Volume 10 Supplement 1

Eighteenth Annual Computational Neuroscience Meeting: CNS*2009

Open Access

Multicompartment leaky integrate and fire neuron modeling with multiexponentials

  • Thomas S McTavish1Email author,
  • Lawrence E Hunter1 and
  • Diego Restrepo2
BMC Neuroscience200910(Suppl 1):P277

DOI: 10.1186/1471-2202-10-S1-P277

Published: 13 July 2009

Introduction

Dendritic processing is paramount in the mammalian olfactory bulb where mitral cells modulate each other via granule cell interneurons that synapse on the mitral cells' lateral dendrites.
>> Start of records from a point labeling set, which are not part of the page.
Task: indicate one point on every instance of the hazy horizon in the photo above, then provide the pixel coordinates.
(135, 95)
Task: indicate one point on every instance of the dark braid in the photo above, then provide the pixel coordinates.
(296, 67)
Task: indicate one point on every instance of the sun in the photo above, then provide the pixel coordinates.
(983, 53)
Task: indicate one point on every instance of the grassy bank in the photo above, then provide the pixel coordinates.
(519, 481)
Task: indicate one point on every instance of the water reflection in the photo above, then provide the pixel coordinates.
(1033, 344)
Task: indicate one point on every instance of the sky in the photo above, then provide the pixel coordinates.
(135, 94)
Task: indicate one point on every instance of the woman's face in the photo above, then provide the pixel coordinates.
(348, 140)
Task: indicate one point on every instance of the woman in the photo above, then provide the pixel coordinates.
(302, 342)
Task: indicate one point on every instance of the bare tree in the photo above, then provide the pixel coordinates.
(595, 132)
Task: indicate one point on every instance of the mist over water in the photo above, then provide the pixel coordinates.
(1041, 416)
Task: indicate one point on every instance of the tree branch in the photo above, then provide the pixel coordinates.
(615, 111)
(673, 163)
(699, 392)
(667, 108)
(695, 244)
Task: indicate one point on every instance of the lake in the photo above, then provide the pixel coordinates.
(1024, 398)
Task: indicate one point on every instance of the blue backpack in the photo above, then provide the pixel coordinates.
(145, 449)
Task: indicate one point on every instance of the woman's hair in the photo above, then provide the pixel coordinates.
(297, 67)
This motivated us to construct computationally lean multicompartment leaky integrate and fire (LIF) neurons such that each compartment's membrane potential is described by six exponentials. This enables the model to avoid differential equations and calculate the membrane potential only upon receiving synaptic events and, like the LIF point neuron, employs simple rules for propagating and attenuating dendritic action potentials.

Methods and results

We first demonstrate the application of a multiexponential fitting algorithm [1] by casting the passive infinite cable response to a delta function at various normalized distances as a sum of six exponential functions. Because the multi-exponential fit is so accurate (see Figure 1 for normalized distances of X = 1 and X = 3), we, in turn, account for branching, tapering, and reflections in finite cables by employing a variant of the method proposed by Abbott [2], using our six exponentials as our "Green's function". Multicompartment cells built with these exponentials then process new events simply by updating the magnitudes of a compartment's six exponential functions.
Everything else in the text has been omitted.